IPv4 to IPv6 transition is required:

More Efficient Routing:

• IPv6 reduces the size of routing tables and makes routing more efficient.
• IPv6 lets ISPs aggregate the prefixes of their customers' networks into a single prefix and announce this one prefix to the IPv6 Internet.
• More Efficient Packet Processing: IPv6's simplified packet header makes packet processing way more effective.
• Compared to IPv4, IPv6 has no IP-level checksum, so it does not need to be recalculated at every hop of the router.

Directed Data Flows:

• IPv6 supports multicast more than broadcast.
• Multicast lets bandwidth-intensive flows (like multimedia streams) to be sent across to multiple destinations simultaneously, saving the network bandwidth to the greatest extent.
• The IPv6 header has a new field, named Flow Label that can identify packets belonging to the same flow.
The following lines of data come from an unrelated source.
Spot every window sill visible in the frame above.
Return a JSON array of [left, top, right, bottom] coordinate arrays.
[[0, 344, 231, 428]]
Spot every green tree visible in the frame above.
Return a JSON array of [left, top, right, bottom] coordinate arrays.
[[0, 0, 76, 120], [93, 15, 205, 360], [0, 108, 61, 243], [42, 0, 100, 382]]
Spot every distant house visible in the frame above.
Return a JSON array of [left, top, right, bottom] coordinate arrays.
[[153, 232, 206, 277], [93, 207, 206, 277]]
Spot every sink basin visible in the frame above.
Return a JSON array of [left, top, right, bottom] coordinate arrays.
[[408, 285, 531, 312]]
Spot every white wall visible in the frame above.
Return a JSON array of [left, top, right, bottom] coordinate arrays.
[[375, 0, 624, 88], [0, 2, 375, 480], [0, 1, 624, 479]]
Simplified Network Configuration:

• Address auto-configuration (address assignment) is built in to IPv6.
• A router will send the prefix of the local link in its router commercials.
• A host, is capable of generatng its independent IP address by appending its link-layer address, by converting the same into an Extended Universal Identifier (EUI) 64-bit format, to the 64 bits of the local link prefix.

Support for New Services:

• By eliminating Network Address Translation (NAT), true end-to-end connectivity at the IP layer is hence retained by enabling new and more valuable services.
• The advantage with Peer-to-peer network solutions is that they are way easier to develop and maintain, and services such as VoIP and Quality of Service (QoS) become more robust.

Security:

• IPsec, which provides privacy, authenticity and data compatibility, is wired into in IPv6.
• Due to its ability to carry forward malware, IPv4 ICMP packets are most often blocked by firewalls that are corporate centric, but ICMPv6, the execution of the Cyber Controlled Message Protocol for IPv6, could be allowed because IPSec can be implemented in the ICMPv6 packets as well.
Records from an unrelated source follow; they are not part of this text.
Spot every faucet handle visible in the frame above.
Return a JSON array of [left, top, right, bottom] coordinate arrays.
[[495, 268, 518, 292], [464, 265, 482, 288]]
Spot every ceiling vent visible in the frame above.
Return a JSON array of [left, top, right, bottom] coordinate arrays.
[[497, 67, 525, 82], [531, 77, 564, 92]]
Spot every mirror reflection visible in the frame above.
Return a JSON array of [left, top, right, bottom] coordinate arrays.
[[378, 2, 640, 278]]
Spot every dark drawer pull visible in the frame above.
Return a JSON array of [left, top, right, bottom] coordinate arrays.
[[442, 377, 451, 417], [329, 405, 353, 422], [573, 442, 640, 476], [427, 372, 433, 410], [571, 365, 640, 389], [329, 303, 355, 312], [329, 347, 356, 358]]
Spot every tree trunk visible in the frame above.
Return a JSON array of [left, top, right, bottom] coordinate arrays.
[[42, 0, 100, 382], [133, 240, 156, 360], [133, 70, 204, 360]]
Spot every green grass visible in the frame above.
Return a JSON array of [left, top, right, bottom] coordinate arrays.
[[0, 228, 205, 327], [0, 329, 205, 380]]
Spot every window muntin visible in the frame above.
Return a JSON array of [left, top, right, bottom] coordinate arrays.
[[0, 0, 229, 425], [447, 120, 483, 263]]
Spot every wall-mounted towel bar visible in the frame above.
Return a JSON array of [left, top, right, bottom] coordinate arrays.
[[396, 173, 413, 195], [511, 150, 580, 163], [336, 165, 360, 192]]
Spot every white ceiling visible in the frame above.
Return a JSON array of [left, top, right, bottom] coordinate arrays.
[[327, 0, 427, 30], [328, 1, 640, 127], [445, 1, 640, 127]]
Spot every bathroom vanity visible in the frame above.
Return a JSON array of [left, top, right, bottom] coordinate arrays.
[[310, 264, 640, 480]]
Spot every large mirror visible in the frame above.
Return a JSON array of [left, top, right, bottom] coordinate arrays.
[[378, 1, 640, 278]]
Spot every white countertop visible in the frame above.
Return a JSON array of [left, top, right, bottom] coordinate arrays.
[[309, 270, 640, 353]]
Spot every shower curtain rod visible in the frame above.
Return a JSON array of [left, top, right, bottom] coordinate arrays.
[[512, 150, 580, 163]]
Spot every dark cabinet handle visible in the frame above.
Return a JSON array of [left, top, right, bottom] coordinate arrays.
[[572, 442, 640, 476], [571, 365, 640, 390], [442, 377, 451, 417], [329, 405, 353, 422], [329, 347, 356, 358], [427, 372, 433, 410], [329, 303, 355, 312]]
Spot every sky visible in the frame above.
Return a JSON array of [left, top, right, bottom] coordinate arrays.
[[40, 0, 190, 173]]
Various techniques used in transition:

• The following transition techniques provide a mechanism to gradually migrate from an IPv4 infrastructure to an IPv6 infrastructure:
• Dual Stack - The ability to assign an IPv4 and an IPv6 address to the same network interface
• Tunneling - Static and automatic tunnelling of IPv6 packets over an IPv4 infrastructure
• NAT-PT - Static or Dynamic Network Address Translation - Protocol Translation

Dual Stack:

• Dual stack is the core technique which the other transition techniques are built upon.
• Dual Stack is the technique to allow an IPv4 and IPv6 address to be defined on the same network interface.

Tunnelling:

Static Tunnels, Point to Point Mechanisms.

• The advantage of doing static tunnels is that dynamic routing protocols can be run over the tunnel. There are 2 variants involved here for static tunnels:
• GRE - Default tunnel mode
• IPv6IP - Less overhead, no CLNS (IS-IS) transport Configuring static tunnels is a pretty straight forward process and the difference between configuring a GRE or a IPv6 IP tunnel is marginal.
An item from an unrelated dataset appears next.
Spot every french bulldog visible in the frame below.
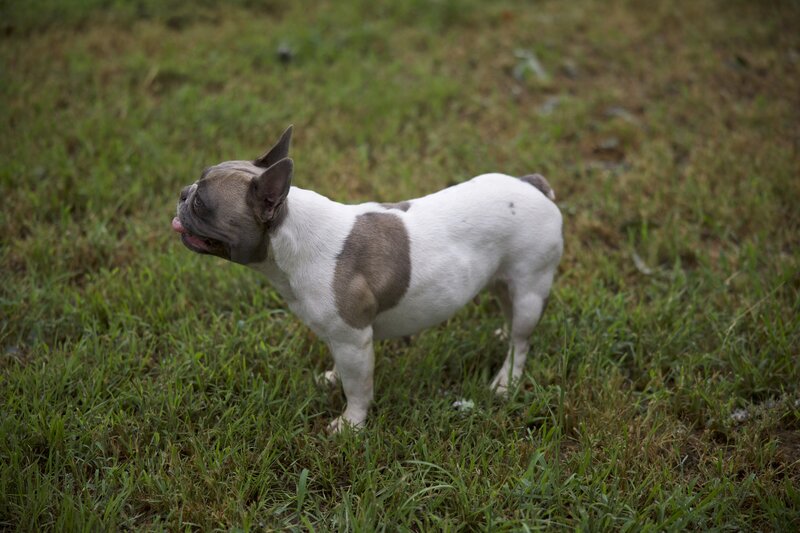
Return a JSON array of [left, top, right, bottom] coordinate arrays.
[[172, 126, 563, 432]]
Automatic tunnels, Point to Multipoint Mechanisms:

• It uses 6to4 site to site tunnel.
• It uses ISATAP host to host & host to router tunnel protocol (Within a Site).
• The advantage of automatic tunneling is that only one tunnel is needed (together with BGP or static routing) in order to establish a full mesh of connectivity.
• IPv6 prefix 2002: is reserved for the use of automatic tunneling. The IPv4 tunnel address is converted to Hex and pre-ended with 2002:.

6to4 Tunnels:

• The configuration of a 6to4 tunnel is needed when one IPv6 site has to be connected with another IPv6 site through an IPv4 infrastructure.
• The principle is simple as the mechanism to use is to create a tunnel interface. The core part is to calculate the two 48 bit IPv6 subnets to be used between the two sites.
• Earlier these subnets are calculated from the IPv4 IP address on both site of the point to point link.
• After these 2 subnets have been calculated on the sites, a static route to the remote 48 bit subnet pointing to the remote site’s 2002:: address is all what is needed to connect these two IPv6 sites together.

Teredo tunnelling:

• Instead of using routers to tunnel packets, Teredo tunneling has the hosts perform the tunneling. This requires the hosts to be configured with double stacks.

ISATAP Tunnels:

• ISATAP tunnels are needed when point to multipoint connections must be made within one site.
• The important difference here is in how the IPv6 endpoints addresses are calculated.

IPv6 translation:

• IPv6 translation schemes implement some form of packet-header translations between the IPv6 and IPv4 addresses.
• The goal is to translate packets with IPv6 addresses to those with IPv4 addresses, so that IPv6-only hosts can talk to the IPv4-only Internet.